# 867-5309 Jenny - tutorial



## maplebaby (Oct 26, 2008)

Tommy Tutone made this # stick in all of our heads: a quick look at how i cover this tune....thanks for watching! 
guitar - Fender Telecaster

[video=youtube;R2DsSOR4aT0]http://www.youtube.com/watch?v=R2DsSOR4aT0[/video]


----------



## Macki (Jun 14, 2010)

Hey - just wanted to let you know I have really enjoyed watching you tutorials. Helped me find my inner 80s rocker (I use to be a 80s hair flare guy). Great playing and your tele sounds great!


----------



## Fader (Mar 10, 2009)

Good stuff Dale.

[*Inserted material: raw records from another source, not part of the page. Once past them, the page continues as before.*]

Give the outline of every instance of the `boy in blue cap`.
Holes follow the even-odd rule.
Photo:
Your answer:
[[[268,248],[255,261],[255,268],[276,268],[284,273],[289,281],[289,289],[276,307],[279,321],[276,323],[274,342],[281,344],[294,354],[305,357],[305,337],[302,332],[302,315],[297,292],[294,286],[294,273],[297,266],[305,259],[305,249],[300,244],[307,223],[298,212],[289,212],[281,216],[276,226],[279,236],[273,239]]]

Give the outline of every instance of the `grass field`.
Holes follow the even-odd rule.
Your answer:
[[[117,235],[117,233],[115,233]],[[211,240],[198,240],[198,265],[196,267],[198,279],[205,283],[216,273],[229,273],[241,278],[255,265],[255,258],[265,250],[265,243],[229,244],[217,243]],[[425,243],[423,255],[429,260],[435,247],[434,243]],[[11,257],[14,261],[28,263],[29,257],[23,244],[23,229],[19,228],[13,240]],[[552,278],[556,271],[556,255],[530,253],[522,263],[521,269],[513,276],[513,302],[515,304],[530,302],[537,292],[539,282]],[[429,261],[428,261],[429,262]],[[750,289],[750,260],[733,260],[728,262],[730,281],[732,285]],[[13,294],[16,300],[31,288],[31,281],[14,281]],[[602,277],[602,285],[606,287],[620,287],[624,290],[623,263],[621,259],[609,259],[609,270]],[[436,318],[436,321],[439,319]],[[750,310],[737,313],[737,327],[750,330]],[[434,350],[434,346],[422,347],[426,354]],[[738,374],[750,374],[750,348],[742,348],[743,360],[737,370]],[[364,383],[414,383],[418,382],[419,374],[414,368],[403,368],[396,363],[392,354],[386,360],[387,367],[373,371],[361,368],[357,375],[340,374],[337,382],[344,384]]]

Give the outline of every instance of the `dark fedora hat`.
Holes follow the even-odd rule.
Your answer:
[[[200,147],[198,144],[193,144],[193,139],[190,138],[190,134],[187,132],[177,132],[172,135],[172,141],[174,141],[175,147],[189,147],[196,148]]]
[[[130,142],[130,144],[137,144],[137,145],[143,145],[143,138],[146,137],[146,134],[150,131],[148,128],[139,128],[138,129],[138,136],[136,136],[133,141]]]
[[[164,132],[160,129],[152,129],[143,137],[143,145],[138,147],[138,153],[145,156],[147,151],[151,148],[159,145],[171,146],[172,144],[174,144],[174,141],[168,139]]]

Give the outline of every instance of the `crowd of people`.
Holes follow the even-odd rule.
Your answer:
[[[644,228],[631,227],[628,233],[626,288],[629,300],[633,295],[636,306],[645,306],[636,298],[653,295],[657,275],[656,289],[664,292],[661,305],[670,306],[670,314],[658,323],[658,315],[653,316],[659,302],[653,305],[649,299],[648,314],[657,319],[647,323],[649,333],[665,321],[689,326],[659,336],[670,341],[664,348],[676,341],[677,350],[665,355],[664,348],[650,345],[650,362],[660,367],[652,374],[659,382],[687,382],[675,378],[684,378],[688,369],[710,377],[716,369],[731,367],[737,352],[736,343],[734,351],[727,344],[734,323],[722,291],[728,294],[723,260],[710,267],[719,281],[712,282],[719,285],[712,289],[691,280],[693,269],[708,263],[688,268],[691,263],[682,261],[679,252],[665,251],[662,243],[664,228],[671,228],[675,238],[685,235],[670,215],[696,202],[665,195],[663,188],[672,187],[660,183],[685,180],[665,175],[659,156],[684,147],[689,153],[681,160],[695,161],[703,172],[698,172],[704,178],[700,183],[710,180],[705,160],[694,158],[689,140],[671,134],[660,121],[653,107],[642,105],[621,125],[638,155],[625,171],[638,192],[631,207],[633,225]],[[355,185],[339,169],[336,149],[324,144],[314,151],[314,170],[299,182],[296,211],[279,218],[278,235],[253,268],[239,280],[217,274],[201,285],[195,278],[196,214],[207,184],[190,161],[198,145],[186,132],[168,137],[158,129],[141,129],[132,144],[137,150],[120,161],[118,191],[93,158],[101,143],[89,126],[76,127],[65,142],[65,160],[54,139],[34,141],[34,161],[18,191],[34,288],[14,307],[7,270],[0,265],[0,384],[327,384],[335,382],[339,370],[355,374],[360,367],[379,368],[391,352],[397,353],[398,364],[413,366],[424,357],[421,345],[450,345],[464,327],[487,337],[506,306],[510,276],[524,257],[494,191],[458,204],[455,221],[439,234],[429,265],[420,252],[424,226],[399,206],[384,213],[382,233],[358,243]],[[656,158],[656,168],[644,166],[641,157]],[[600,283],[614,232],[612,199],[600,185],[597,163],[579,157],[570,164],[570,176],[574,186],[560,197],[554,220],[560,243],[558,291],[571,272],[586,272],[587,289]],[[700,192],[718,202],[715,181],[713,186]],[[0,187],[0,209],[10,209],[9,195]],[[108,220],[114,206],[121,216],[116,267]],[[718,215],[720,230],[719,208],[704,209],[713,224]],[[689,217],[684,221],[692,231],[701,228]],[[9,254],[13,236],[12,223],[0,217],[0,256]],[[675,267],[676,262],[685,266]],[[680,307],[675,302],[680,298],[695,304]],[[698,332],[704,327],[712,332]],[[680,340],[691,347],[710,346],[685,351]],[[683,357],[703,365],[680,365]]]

Thanks.


----------



## noman (Jul 24, 2006)

I have to agree with the other sentiments.......really good tutorials that are easy to follow and fun to watch. Thanks for posting them.......


----------



## cheezyridr (Jun 8, 2009)

when i buy stuff and they ask me for my phone #, i almost always give that one


----------



## jefelex (Sep 26, 2011)

The band I was in wayy wayy back in time used to play this song (it was current then!) Gawd, am I gettin' old!!


----------



## davetcan (Feb 27, 2006)

Always enjoy watching these and have learned a lot. We do cover this but have never quite nailed that little descending run during the verse, until now  Thanks again!


----------



## maplebaby (Oct 26, 2008)

each post is greatly appreciated and i hope everyone is very well and enjoying their music!

your friend,
dale


----------